Mistletoe - U of I Extension

News Release


This article was originally published on December 1, 2009 and expired on December 31, 2009. It is provided here for archival purposes and may contain dated information.

A popular part of the American holiday season is kissing under the mistletoe. One tradition holds that kissing under the mistletoe increased the possibility of marriage in the coming year. In North America the tradition began in the 1880's.

Mistletoe is one of the most magical, mysterious and sacred plants of European folklore and has long been a symbol of love, peace and goodwill. Traditions involving mistletoe date back to ancient times. Mistletoe was widely used centuries before Christ as a religious symbol in pagan rituals. The ancient Druids of Britain used mistletoe to celebrate the coming of winter. Mistletoe was so sacred to the Druids that if two enemies met beneath a tree on which mistletoe was growing, they would stop their battle and claim a temporary truce.

Most of us know mistletoe as the sprig of small, leathery green leaves and white berries tied with a red ribbon. American mistletoe, Phoradendron leucarpum, is an evergreen shrub that is native to the United States. It can primarily be found growing in the tops of hardwood trees in the eastern U.S. from New Jersey to Florida and west to Texas and Illinois. It is hardy to zone 6 and is found in the southern most counties in Illinois. There are other species of mistletoe in western North America that are parasites on conifers. Most mistletoe sold during the holiday season is harvested in Oklahoma and Texas.

In Greek, the scientific name, Phoradendron, means "thief of the tree." All mistletoe species grow as semi-parasitic plants, living off the tree it attaches itself to. Mistletoe has specialized tissue (hasutorium) that grows into the host plant and combines with the living tree. While mistletoe plants have green leaves that supply some energy, they rely on their host for water and minerals supply. This dense evergreen mistletoe cluster is often found growing on trees such as oak, elm and poplar. The bushy clumps are easily observed in fall and winter when the host tree has shed its leaves. Mistletoe seeds are spread mainly by birds who feed on the berries. Birds digest the pulp of the berry and excrete the living seed.

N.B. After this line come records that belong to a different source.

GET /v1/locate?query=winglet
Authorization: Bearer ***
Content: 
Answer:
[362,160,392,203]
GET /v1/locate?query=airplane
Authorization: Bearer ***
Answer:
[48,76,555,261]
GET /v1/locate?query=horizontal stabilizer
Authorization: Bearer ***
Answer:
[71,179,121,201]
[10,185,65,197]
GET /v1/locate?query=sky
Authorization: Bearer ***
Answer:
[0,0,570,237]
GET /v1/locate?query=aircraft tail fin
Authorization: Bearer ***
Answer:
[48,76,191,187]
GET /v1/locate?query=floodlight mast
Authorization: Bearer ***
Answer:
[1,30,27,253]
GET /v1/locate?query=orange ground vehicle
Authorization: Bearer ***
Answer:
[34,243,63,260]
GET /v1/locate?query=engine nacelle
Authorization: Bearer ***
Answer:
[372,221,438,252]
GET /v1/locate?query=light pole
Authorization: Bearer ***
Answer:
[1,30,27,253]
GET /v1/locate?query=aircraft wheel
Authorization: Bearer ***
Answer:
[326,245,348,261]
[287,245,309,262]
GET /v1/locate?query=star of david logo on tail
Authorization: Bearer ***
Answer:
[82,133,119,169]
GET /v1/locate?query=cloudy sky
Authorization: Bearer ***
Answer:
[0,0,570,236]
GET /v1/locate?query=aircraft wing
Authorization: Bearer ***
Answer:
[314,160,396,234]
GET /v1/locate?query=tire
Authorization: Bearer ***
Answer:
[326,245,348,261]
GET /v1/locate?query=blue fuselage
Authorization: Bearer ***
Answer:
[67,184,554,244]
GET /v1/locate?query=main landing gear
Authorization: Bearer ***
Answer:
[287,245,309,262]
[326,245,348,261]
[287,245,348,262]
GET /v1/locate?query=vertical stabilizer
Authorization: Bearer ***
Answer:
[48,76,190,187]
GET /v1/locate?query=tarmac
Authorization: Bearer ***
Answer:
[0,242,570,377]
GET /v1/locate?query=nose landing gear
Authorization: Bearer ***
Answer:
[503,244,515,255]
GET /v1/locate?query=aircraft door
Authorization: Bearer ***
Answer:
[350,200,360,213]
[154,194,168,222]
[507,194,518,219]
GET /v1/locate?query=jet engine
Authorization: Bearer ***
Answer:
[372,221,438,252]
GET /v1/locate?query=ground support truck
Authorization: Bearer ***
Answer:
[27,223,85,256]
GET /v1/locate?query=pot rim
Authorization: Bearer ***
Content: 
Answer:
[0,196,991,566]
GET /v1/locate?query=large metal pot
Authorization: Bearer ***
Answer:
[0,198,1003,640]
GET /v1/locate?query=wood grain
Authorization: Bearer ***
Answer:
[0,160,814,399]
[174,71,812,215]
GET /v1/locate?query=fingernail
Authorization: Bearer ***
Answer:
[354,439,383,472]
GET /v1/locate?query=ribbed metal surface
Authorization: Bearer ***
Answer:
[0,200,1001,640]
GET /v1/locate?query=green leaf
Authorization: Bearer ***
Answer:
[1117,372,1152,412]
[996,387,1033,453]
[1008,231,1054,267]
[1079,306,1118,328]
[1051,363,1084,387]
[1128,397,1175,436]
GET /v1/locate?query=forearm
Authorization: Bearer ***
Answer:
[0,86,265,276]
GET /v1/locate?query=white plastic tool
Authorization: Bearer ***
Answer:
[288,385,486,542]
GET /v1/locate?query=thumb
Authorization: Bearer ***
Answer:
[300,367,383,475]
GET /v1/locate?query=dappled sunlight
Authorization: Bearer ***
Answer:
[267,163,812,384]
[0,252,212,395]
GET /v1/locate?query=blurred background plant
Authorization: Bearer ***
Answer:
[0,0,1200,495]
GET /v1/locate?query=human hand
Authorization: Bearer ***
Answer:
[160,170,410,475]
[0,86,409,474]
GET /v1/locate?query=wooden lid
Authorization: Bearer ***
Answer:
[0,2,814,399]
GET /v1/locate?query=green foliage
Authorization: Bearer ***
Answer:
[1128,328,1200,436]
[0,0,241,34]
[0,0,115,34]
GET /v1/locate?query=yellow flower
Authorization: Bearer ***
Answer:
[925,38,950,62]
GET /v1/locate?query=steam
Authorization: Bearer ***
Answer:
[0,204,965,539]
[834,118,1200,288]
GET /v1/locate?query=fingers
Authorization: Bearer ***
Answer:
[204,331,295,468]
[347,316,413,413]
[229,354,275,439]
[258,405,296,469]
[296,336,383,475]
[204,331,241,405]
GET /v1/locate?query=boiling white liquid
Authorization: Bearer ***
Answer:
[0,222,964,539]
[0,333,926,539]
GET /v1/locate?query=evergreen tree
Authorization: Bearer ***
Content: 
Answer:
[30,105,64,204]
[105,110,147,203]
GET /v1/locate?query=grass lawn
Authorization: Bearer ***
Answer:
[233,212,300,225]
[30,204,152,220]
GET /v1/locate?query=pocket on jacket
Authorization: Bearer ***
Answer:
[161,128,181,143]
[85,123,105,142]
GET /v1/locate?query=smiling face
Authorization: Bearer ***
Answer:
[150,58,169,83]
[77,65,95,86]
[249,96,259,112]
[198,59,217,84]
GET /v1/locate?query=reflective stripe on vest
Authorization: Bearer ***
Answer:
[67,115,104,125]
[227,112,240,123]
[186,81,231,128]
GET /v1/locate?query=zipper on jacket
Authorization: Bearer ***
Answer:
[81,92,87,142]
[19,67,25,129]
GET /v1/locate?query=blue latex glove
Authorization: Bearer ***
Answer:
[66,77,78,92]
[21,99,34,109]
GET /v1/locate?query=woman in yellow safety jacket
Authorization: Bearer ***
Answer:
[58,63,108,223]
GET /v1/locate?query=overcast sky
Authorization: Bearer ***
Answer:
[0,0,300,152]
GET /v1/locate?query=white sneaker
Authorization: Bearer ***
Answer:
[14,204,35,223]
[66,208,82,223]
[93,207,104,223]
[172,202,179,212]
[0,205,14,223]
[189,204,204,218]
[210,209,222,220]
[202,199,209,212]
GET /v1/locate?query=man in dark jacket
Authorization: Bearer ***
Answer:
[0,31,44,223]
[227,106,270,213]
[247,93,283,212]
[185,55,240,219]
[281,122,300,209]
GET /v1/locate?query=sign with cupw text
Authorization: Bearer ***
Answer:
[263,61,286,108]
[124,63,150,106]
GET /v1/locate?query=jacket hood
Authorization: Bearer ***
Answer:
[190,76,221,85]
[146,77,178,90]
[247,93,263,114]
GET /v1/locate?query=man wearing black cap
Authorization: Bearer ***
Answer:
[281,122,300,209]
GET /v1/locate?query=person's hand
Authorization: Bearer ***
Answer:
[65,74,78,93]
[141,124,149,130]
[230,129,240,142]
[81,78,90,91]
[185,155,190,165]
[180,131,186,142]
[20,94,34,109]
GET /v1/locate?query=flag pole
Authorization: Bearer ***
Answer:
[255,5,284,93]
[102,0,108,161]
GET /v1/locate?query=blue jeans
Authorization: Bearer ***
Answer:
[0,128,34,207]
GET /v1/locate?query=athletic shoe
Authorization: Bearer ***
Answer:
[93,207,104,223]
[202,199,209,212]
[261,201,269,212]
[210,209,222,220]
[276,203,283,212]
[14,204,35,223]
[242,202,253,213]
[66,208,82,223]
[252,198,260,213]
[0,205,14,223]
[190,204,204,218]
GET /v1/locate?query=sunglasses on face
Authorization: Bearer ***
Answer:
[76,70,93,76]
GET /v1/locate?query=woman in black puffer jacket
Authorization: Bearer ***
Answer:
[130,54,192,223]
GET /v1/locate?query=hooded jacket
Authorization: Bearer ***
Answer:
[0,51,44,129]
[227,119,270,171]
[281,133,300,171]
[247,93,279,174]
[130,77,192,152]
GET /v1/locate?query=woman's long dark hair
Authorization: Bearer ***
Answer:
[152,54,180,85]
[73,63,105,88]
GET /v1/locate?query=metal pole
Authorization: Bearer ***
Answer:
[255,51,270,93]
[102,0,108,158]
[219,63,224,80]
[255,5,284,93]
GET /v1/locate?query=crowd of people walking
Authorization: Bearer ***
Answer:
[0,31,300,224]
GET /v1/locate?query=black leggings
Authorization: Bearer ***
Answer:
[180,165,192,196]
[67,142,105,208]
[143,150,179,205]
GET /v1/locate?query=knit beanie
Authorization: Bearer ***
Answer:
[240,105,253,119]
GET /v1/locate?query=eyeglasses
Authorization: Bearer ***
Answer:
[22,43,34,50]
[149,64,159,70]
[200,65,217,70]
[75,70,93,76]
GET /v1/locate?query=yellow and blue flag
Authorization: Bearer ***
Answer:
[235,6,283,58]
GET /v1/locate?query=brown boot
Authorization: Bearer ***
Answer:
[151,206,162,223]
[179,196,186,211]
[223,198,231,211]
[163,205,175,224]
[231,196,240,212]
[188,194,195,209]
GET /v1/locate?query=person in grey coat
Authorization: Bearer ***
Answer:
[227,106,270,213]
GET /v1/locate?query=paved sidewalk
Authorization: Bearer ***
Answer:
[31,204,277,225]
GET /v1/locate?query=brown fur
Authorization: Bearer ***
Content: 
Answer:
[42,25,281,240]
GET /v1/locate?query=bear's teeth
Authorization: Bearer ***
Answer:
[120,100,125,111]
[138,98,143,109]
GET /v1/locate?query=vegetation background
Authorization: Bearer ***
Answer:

Even though mistletoe has inconspicuous yellow or white flowers (so small their barely visible), it was adopted in 1893 as the official state floral emblem of Oklahoma. (This was 14 years before Oklahoma became a state.) Mistletoe appropriately represented the landscape of Oklahoma. It is reported that mistletoe served to decorate settler's graves when no other flowers were available. In addition, the evergreen mistletoe was said to symbolize the perseverance of early settlers.

A word of caution, mistletoe is toxic and should not be ingested. While severity of toxicity may vary, keep mistletoe out of reach of children and pets. For safety reasons, some companies have replaced the berries with artificial, plastic berries.